For senior Margaret Mulkerrin, Stephen Colbert offered the perfect advice for the Class of 2015.
“Do yourself a favor: Be an easy grader. Score yourself on a curve. Give yourself extra credit,” the comedian and late night television host said, while encouraging graduates to set their own standards for success as they transition out of the classroom.
Surrounded by family and friends, 1,861 graduates faced their futures against the backdrop of a new, modern, open-air stage designed to complement the structure of Wake Forest’s iconic Wait Chapel.
Hearn Plaza was bustling on May 18 with a crowd of more than 12,000 gathered to celebrate the achievements of 1,044 undergraduates and 817 graduate and professional students who received degrees.
In his opening remarks, President Nathan O. Hatch, called commencement “a day of joy and celebration.” And it was, in a picture-perfect way, evident by the smiling faces and the cheers as family connected with their grads during the processional, taking photos, waving, and pumping fists in the air. Prior to the ceremony, the jumbotron screens flickered non-stop with Tweets and Instagrams from grads and their guests, eliciting fun responses.
As Student Government president, Mulkerrin, a political science and art history double major, from Rye, N.Y., was one of three students who served on the commencement speaker selection committee, and she was hoping for a political humorist. Colbert was her first choice.
“Political humor has the power to make people think about things in a different way,” said Mulkerrin. “The political humorist allows us to talk about really difficult things and look at something we haven’t seen or thought of before.”
Colbert, who will succeed David Letterman as host of the “Late Show” franchise on CBS, lived up to his reputation of commencement speech greatness when he delivered about 15 minutes of wry commentary spotlighting Wake Forest and many of its traditions, including streaking and rolling the Quad.
He immediately had the crowd laughing on an already 80-degree morning with a reference to the “scarf” he’d been given on a “chilly day” for the honorary degree, Doctor of Humane Letters. “I’m a huge fan of humans,” he quipped.
Among the jokes, Colbert also delivered a few nuggets of wisdom.
“I hope you find the courage to decide for yourself to find what is right and what is wrong.

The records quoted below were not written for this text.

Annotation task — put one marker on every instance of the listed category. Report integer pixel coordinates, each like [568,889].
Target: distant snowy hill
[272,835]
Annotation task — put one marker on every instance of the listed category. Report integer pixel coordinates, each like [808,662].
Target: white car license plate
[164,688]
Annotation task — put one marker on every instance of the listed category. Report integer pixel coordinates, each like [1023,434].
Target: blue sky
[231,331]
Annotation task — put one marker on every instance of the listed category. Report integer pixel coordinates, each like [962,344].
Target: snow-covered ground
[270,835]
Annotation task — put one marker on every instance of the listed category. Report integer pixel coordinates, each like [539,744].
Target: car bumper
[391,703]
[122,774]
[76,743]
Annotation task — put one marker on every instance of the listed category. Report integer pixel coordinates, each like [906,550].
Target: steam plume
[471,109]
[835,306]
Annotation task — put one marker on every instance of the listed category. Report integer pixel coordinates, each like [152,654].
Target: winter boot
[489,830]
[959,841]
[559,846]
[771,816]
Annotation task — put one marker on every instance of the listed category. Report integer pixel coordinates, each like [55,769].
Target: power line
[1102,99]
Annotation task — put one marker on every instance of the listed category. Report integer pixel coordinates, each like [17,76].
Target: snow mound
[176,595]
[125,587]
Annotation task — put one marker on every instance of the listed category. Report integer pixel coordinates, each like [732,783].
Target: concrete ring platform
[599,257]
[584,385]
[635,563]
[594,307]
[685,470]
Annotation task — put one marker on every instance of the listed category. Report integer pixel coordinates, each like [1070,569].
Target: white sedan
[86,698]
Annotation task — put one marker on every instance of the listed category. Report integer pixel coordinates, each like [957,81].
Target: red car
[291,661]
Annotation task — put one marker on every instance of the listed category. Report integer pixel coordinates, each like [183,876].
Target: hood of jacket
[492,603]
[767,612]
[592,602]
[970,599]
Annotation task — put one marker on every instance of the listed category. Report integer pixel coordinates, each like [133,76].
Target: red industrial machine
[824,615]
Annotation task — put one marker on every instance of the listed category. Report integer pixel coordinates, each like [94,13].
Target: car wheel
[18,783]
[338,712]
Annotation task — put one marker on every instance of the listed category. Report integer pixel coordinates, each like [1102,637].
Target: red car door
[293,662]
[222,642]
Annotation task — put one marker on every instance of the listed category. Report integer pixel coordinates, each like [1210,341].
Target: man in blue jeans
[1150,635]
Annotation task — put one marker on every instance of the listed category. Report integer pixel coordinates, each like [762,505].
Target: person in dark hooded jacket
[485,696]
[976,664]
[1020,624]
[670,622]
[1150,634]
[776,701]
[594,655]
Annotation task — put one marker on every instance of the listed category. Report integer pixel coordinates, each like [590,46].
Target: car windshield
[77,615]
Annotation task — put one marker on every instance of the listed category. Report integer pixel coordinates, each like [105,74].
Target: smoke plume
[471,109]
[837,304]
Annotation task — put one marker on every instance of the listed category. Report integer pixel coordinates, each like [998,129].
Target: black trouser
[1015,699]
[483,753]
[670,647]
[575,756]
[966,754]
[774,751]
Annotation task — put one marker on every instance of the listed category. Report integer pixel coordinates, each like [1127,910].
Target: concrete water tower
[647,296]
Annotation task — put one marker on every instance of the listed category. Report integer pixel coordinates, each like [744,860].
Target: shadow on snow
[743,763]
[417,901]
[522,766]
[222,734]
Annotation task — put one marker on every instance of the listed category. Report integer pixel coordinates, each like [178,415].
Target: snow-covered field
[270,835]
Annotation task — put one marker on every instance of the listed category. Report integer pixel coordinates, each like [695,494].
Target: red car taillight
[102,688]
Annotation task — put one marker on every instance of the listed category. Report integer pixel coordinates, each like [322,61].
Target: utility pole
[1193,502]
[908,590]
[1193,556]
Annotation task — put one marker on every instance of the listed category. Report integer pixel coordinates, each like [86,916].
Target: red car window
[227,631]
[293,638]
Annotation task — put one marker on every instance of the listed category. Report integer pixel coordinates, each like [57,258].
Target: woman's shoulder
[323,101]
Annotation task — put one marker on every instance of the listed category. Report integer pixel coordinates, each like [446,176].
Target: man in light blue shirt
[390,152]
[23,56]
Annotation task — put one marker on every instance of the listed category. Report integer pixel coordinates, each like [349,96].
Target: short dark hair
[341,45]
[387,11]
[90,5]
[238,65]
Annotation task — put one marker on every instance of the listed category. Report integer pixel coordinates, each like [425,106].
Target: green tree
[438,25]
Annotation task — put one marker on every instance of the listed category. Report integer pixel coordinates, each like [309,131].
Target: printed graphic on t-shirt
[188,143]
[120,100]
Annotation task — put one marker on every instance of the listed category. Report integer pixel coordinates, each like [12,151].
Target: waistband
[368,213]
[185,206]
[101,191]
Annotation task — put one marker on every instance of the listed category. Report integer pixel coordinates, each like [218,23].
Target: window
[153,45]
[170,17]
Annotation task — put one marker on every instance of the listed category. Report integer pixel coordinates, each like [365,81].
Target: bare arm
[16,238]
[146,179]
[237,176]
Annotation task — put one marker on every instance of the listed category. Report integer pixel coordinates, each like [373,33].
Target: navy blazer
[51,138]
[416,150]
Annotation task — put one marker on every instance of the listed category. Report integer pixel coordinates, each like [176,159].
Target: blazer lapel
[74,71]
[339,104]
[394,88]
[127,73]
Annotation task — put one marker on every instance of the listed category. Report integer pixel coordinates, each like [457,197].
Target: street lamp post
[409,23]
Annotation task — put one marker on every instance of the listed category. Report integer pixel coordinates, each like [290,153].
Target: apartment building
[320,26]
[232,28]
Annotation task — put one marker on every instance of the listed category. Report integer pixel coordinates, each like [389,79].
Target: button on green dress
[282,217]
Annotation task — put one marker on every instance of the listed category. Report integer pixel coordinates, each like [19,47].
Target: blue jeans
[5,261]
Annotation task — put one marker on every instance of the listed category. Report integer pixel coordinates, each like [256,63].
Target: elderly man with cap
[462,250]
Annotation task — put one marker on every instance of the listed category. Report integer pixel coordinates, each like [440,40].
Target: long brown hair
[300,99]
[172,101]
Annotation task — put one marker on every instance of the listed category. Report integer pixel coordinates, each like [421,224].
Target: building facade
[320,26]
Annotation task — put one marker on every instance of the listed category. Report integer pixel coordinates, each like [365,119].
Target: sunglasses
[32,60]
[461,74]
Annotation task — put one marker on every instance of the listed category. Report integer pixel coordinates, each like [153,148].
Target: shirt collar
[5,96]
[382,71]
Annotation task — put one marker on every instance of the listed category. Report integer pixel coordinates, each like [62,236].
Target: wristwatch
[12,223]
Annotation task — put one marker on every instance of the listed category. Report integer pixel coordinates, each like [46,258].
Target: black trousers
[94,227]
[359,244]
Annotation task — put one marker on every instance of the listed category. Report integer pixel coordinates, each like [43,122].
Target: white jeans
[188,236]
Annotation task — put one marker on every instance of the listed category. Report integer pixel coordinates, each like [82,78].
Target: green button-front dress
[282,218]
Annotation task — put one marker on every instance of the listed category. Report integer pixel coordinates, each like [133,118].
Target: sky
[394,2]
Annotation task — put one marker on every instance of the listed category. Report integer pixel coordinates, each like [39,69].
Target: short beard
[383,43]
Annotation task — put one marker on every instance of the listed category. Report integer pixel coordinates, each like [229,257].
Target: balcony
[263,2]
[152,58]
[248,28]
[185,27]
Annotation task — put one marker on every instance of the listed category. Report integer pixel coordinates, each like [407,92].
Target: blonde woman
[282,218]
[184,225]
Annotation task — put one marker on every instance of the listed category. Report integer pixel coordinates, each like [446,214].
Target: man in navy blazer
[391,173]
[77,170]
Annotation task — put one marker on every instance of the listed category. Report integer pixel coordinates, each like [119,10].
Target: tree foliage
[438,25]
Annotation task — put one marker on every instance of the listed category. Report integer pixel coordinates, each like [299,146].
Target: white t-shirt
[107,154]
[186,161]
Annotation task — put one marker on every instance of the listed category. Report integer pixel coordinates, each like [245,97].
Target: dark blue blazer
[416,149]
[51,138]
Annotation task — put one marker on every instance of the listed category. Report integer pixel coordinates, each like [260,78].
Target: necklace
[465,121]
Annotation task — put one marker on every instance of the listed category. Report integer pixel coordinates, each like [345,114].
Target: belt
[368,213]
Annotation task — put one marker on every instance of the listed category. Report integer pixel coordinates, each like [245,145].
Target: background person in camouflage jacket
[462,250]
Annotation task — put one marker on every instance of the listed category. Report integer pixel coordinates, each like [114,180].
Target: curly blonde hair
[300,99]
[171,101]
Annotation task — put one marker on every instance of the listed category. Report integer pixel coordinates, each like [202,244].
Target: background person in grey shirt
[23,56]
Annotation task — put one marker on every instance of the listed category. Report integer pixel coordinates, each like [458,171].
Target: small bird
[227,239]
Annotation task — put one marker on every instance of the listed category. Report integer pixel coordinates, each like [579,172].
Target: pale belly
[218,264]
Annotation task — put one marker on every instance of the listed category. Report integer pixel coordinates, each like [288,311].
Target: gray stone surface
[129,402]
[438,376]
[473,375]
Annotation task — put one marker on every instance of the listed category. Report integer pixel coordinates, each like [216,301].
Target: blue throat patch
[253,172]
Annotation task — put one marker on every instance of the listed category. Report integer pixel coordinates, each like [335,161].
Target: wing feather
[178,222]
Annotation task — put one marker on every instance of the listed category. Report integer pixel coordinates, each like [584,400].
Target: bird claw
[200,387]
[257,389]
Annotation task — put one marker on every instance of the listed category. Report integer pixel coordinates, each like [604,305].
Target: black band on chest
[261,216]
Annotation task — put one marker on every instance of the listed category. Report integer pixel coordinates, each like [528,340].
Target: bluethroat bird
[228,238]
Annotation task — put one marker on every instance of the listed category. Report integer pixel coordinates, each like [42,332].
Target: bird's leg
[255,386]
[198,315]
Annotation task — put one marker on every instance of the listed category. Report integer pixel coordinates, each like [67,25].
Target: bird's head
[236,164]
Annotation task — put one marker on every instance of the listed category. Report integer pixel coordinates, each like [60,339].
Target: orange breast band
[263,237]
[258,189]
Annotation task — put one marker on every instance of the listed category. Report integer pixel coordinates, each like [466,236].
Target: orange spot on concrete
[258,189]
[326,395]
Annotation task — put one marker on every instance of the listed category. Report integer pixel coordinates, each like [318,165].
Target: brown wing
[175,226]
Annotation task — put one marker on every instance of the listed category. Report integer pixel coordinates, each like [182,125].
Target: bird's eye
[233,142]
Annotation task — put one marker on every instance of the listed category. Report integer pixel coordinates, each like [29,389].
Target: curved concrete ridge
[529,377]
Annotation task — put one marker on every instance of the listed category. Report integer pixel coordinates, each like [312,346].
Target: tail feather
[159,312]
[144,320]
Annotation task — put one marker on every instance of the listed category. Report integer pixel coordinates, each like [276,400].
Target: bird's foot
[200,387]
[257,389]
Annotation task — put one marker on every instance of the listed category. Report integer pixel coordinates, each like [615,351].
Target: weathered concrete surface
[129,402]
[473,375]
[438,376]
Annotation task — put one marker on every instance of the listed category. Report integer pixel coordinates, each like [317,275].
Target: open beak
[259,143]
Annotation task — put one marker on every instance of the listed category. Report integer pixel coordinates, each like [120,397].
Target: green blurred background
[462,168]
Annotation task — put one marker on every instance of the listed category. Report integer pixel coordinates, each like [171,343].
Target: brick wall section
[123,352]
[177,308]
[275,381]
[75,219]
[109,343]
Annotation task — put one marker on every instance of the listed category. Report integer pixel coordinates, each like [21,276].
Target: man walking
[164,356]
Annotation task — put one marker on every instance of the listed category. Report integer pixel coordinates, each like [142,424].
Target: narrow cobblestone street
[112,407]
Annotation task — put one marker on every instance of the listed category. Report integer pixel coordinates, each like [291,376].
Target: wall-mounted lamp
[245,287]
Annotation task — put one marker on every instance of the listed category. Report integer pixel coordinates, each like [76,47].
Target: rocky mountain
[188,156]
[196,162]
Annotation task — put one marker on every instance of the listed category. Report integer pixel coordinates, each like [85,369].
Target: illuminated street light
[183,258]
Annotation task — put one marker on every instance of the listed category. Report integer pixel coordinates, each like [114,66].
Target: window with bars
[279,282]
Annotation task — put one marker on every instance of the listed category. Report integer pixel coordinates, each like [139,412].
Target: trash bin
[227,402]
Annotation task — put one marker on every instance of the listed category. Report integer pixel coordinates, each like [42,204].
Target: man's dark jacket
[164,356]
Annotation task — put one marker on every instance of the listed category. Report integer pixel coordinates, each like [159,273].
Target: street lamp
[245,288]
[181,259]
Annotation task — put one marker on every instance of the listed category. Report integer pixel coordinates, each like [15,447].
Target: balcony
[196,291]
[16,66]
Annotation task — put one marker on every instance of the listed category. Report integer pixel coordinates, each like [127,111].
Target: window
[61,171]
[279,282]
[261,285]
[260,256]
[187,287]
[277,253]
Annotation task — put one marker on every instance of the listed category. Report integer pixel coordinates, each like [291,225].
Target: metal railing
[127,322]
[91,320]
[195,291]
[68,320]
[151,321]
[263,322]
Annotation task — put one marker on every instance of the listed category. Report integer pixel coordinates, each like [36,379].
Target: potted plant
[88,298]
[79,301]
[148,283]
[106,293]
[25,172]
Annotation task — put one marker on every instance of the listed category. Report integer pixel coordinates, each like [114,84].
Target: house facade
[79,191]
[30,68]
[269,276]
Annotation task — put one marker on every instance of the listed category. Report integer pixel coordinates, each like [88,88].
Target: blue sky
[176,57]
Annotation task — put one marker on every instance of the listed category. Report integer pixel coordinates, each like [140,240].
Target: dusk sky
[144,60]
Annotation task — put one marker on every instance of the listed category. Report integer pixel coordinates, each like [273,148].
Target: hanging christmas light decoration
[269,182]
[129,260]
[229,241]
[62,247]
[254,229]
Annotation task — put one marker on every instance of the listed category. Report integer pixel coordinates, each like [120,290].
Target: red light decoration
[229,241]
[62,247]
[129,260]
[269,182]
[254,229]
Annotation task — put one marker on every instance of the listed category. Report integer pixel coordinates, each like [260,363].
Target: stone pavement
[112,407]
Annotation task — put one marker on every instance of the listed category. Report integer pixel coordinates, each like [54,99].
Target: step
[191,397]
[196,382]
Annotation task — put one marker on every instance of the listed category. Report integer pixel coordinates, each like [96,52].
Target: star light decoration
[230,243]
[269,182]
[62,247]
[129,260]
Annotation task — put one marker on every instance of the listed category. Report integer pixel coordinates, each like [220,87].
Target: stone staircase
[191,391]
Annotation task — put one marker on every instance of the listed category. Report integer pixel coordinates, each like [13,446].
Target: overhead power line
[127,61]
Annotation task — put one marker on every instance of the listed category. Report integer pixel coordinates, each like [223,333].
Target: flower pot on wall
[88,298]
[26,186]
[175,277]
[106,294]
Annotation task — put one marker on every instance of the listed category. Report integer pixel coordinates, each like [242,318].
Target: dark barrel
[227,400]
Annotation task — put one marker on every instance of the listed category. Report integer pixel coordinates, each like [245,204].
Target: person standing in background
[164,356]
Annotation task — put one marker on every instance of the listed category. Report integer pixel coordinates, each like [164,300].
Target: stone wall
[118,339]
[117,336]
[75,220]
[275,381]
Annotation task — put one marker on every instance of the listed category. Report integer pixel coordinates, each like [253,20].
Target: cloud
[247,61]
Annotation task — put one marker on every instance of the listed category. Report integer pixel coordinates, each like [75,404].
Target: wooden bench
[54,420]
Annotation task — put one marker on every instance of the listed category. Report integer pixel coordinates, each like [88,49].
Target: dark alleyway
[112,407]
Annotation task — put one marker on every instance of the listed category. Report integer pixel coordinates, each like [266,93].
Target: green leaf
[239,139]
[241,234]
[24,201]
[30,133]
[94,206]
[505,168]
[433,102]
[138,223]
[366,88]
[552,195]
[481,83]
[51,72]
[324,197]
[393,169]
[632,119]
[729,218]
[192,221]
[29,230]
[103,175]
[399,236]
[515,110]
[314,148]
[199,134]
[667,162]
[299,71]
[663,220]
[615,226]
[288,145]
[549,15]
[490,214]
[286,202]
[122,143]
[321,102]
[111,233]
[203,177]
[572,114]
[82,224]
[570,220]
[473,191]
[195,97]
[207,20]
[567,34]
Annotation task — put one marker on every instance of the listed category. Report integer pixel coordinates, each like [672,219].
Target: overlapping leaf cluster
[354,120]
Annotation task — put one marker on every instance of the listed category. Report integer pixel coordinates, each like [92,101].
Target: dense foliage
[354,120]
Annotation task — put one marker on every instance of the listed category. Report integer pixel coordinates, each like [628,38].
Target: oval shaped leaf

And then, please expect as much of the world around you. Try to make the world good according to your standards. It won’t be easy,” he said.
“Your job, Pro Humanitate, is to prove us wrong,” he said, with appreciation for Wake Forest’s motto. “Because if you don’t prove us wrong, then forget everything I’ve been saying.”
His speech was a hit with parents and graduates alike. They said it was incredible, hilarious and personal, yet with a real message.
Daniel Conde, computer science major, from New York, N.Y., said after the ceremony that the impact of graduating had not fully sunk in and it had been a bittersweet day.
“It is an emotional time, but also very happy. Stephen Colbert was fantastic and I really liked his message.”
Chris Gretchen, a Business and Enterprise Management major, who will begin his career at Oracle, agreed. “I want to thank all of my professors and my family who have been with me from the start. Colbert was the cherry on top for this remarkable day.”